Fiscal Decentralisation in Cambodia: A Review of Progress and Challenges
Khmer PDF (10)
Abstract/Summary
To achieve democratic development, Cambodia’s next step towards
fiscal decentralisation will focus on both institutional and service delivery
reform at district level so as to strengthen the capacity of the sub-national
administration and better link it to sectoral service delivery. To move
forwards, fiscal decentralisation needs to be comprehensive and well
coordinated with other cross-cutting reforms, especially the Public Financial
Management Reform Programme, and sectoral reforms. This does not mean that
everything has to be done at the same time, for doing so would overwhelm existing
capacity and go against the more gradual ‘learning by doing’ philosophy of
Cambodia’s decentralisation. Being comprehensive entails setting out the longer
term vision, anticipating the kinds of challenges that lie ahead and planning
realistic and flexible sequencing strategies.
Linking decentralisation to sectoral policy is particularly challenging – especially given the current centralised patronage-based process associated with sectoral service delivery and state budget management. The challenges are compounded by the parallel fragmented nature of donor support through numerous vertical projects. Overcoming them requires that fiscal decentralisation in the future should not be seen as mostly initiated and driven by the Ministry of the Interior, but rather by the sectors themselves. That donors be involved and supportive of decentralisation is no less important.

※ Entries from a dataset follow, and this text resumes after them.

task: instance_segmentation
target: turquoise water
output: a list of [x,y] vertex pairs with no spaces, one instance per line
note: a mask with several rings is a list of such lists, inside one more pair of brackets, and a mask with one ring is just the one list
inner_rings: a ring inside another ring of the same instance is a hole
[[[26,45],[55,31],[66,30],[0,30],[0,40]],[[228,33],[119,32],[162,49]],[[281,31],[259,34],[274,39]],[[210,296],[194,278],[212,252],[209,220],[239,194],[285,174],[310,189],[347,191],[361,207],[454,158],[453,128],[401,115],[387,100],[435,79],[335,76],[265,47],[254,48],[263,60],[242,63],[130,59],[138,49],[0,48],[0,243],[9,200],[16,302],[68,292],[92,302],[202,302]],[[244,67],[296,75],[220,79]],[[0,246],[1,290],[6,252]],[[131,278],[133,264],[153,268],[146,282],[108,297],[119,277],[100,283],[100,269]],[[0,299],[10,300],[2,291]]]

There are reasons for both optimism and pessimism about the next
step of fiscal decentralisation under the Organic Law. On the one hand,
successful experience with communes since 2002 engenders the strong hope that
the government will again prove its adaptability and successfully navigate the
reform. On the other hand, commune reform has barely touched on the kinds of
tasks expected in the next step, namely functional assignment, revenue
assignment, and more systematic inter-governmental transfer. Some basic
components and tasks, including functional and revenue assignment, were hardly
implemented under the commune reform. Starting on these tasks will definitely
run into resistance from central agencies, a test that will prove how committed
the government is to fiscal decentralisation.